The director was helped in this by a well-chosen cast and a cinematographer (Xavier Gimenez) able to craft a clean, matter-of-fact style that is the ideal counterpoint to the strange dramatic situation. “He was able to create a realistic look that also had the quality of fable,” explained Fresnadillo, who for his part added a strong sense of narrative that propels the film from event to mysterious event.

The emotional center of “Intacto” is Samuel Berg (persuasively played by Max von Sydow), otherwise known as the king of luck or the god of chance. He’s a concentration camp survivor who lives in the antiseptic bunker of a gambling casino located on a blasted lava field (shot in the director’s Canary Islands homeland) and no one has ever had more control over luck than he. Even Berg’s top lieutenant and protege Federico (Eusebio Poncela), who lived through a destructive earthquake, discovers he cannot leave the man and take his good fortune with him.

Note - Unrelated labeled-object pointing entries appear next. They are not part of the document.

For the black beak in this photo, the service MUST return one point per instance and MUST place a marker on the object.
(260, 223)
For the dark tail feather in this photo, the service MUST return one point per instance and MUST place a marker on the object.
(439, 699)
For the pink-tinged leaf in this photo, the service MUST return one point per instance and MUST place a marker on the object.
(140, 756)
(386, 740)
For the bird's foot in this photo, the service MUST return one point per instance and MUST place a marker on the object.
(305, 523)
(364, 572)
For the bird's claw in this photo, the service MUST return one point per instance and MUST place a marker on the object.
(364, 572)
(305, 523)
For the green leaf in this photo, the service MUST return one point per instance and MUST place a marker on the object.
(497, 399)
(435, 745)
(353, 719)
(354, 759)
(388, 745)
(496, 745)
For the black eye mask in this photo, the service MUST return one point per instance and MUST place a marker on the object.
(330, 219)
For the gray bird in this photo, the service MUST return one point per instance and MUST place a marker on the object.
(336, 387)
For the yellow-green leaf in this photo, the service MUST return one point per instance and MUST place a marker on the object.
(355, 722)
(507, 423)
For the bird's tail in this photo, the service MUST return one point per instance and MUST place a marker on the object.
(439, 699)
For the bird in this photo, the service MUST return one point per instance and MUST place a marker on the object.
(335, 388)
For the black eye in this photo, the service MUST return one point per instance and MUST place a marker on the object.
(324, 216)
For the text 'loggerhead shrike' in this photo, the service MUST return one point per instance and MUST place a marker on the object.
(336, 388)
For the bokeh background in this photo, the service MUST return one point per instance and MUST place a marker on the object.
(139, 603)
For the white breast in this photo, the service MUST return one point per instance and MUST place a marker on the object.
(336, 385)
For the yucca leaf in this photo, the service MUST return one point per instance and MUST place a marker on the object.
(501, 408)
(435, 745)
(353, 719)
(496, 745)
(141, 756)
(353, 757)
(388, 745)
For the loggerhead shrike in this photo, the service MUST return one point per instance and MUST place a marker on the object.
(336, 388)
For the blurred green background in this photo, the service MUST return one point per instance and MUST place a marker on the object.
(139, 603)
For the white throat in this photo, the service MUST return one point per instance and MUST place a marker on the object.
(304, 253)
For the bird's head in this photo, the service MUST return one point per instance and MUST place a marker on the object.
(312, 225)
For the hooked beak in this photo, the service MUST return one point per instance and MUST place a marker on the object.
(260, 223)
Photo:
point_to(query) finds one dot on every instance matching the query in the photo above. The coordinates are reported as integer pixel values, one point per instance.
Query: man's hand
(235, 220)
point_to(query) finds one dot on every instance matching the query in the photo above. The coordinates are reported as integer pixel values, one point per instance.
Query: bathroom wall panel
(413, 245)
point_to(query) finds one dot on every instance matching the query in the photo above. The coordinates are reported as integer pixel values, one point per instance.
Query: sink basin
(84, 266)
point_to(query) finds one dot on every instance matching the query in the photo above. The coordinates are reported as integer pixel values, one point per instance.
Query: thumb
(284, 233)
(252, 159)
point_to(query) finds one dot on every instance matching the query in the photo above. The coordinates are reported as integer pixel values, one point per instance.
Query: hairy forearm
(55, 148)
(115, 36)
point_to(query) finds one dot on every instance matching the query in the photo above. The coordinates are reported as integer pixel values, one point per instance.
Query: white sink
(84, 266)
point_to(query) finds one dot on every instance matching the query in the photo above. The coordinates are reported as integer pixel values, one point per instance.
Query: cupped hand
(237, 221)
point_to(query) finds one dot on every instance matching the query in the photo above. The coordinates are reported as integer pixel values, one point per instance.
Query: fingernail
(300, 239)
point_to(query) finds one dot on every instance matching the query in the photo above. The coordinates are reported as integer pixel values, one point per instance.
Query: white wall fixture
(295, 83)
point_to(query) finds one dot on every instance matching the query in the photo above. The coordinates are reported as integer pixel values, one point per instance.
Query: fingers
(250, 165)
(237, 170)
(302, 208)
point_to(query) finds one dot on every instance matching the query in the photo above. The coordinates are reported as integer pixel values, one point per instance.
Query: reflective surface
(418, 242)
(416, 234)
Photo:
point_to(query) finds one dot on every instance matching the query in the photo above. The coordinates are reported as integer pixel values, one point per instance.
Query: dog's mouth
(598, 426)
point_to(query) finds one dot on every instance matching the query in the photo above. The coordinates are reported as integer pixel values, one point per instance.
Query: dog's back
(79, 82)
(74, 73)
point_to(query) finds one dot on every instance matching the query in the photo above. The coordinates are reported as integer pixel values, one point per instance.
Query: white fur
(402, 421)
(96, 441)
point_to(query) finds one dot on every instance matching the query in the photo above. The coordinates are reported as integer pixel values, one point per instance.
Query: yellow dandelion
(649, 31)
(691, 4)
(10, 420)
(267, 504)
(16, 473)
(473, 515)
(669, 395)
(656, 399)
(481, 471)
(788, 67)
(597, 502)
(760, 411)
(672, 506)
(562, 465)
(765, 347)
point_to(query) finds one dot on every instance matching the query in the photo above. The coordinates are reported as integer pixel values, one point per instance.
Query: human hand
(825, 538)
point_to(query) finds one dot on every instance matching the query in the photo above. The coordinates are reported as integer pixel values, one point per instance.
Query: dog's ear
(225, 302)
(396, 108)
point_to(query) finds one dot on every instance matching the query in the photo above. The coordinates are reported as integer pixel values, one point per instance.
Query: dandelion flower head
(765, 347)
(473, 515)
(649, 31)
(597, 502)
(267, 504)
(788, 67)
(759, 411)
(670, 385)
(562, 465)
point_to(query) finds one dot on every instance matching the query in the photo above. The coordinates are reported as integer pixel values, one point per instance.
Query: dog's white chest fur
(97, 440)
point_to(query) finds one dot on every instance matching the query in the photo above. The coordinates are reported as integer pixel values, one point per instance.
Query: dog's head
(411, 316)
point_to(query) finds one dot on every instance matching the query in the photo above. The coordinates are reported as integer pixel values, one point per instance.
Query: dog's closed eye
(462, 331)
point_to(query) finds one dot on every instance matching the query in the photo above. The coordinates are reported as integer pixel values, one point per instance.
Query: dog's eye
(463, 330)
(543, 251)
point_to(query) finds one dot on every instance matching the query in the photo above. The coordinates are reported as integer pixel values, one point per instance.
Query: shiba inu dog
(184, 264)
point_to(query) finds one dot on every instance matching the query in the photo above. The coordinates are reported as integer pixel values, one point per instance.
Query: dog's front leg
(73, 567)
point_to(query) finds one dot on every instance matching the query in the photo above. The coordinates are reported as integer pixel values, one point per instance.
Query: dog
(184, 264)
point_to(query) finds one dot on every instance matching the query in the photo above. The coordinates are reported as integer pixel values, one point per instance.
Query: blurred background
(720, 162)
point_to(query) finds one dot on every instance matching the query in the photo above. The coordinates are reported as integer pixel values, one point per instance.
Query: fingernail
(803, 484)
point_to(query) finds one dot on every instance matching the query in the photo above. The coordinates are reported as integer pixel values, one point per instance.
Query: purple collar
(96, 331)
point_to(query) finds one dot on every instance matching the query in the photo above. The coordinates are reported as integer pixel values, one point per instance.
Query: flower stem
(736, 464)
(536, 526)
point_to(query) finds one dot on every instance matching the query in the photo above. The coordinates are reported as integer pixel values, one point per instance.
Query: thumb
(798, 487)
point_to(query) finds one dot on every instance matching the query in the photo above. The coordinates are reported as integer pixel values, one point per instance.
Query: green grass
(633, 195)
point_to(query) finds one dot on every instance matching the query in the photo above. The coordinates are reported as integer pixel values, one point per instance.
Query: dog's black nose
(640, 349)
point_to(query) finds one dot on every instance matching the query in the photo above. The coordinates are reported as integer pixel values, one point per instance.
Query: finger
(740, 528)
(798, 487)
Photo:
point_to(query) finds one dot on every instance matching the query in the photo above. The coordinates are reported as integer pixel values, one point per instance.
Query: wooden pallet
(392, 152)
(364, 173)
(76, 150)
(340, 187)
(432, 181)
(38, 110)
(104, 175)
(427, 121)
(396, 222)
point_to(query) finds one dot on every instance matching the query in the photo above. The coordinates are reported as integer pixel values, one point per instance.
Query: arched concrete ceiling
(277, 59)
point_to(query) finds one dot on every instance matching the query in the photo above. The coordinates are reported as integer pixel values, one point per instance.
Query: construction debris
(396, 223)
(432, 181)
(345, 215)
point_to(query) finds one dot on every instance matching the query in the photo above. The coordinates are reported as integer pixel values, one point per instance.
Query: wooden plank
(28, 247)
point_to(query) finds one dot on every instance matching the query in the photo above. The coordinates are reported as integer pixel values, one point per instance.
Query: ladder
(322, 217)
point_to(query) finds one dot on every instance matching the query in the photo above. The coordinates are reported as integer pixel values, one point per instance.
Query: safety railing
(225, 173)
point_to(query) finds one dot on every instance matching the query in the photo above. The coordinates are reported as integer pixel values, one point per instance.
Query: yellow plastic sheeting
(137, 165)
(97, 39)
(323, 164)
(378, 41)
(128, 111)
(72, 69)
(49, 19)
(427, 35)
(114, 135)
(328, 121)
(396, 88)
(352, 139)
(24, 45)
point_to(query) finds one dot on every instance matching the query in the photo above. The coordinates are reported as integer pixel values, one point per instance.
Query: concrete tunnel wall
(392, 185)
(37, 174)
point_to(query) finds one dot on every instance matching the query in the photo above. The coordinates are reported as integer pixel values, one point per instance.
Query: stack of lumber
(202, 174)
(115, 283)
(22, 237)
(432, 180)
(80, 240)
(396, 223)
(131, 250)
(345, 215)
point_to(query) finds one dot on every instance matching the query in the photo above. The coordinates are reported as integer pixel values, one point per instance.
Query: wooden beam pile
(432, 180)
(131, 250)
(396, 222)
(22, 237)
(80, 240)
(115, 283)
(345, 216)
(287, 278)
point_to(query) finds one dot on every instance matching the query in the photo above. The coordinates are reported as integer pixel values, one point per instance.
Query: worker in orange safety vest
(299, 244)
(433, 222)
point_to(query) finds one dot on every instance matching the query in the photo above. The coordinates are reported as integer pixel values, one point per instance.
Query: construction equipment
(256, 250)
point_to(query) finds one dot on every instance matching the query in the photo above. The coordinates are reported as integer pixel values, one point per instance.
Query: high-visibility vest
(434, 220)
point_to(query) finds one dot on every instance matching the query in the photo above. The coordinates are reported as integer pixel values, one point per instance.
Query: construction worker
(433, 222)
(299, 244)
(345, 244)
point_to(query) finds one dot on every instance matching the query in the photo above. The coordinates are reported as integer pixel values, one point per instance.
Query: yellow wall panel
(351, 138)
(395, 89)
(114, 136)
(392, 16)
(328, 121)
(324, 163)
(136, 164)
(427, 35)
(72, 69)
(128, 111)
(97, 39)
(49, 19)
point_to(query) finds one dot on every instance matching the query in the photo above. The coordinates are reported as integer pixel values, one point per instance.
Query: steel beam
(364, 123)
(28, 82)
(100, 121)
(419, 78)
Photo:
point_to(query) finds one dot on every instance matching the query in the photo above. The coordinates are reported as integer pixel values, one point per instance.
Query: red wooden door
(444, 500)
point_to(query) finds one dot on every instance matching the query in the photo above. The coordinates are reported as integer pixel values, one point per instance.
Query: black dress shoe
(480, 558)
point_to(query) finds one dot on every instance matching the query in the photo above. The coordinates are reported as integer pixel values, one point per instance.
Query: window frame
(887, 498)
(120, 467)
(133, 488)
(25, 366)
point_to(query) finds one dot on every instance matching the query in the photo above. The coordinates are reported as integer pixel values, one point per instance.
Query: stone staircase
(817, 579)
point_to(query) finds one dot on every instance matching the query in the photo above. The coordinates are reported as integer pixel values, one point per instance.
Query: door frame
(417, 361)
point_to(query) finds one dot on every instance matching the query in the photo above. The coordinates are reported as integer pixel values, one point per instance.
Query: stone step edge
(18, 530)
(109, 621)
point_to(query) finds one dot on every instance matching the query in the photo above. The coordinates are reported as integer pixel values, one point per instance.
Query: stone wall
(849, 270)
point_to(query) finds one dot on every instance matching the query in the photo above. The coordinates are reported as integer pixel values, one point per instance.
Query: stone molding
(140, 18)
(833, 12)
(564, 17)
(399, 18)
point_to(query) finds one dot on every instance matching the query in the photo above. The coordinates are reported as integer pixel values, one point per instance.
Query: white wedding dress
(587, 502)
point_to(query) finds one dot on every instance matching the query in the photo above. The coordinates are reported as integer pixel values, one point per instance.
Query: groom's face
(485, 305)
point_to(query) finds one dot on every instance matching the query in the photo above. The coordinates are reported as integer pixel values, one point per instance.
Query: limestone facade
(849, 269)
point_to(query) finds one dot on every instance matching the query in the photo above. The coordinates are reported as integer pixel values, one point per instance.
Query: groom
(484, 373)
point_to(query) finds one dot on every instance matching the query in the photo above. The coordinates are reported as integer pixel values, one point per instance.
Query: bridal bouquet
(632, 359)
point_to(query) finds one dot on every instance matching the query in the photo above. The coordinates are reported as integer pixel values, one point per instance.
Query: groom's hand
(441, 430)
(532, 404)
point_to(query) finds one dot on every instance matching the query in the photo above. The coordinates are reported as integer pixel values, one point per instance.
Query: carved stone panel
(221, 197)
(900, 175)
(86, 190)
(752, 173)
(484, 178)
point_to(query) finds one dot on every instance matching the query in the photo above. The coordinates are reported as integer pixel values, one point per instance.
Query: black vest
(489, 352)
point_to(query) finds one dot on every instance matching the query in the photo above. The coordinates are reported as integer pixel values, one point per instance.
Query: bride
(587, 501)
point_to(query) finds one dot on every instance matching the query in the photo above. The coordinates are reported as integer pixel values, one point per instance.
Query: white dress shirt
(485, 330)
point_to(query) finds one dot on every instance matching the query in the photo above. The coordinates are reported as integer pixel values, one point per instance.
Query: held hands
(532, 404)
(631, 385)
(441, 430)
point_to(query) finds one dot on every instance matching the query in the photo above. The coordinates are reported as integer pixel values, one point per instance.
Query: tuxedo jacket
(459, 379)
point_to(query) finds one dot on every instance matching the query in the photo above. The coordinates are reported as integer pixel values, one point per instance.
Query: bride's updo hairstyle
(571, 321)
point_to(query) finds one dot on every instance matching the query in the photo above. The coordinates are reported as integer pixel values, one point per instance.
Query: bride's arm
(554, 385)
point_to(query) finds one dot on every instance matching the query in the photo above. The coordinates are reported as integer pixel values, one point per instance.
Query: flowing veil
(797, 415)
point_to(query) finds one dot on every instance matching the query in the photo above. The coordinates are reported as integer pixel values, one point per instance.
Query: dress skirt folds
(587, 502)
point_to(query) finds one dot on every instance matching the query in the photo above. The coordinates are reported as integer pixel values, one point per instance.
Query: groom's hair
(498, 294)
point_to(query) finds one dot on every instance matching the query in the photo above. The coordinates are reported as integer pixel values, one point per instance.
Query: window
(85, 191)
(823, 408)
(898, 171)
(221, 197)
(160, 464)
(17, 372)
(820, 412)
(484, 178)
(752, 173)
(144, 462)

Banished from the kingdom, Federico devotes himself to finding a protege of his own, someone he can match against the king. He thinks he’s found him when he comes across Tomas (Leonardo Sbaraglia), the only person to come out intact (hence the film’s title) after a plane crash that claimed 237 others.

Federico introduces Tomas to the bizarre world of clandestine gambling based on luck, a disturbing subculture that involves peculiar contests of chance like running blindfolded but full speed through a forest heavy with trees. It’s an undeniably creepy world, but as presented here a completely convincing one.

Complicating Federico’s quest is the fact that Tomas turns out to be a fugitive bank robber actively pursued by the law. Causing more difficulties is that Sara (Monica Lopez), the policewoman chasing Tomas, is another one of these preternaturally fortunate individuals with luck to burn.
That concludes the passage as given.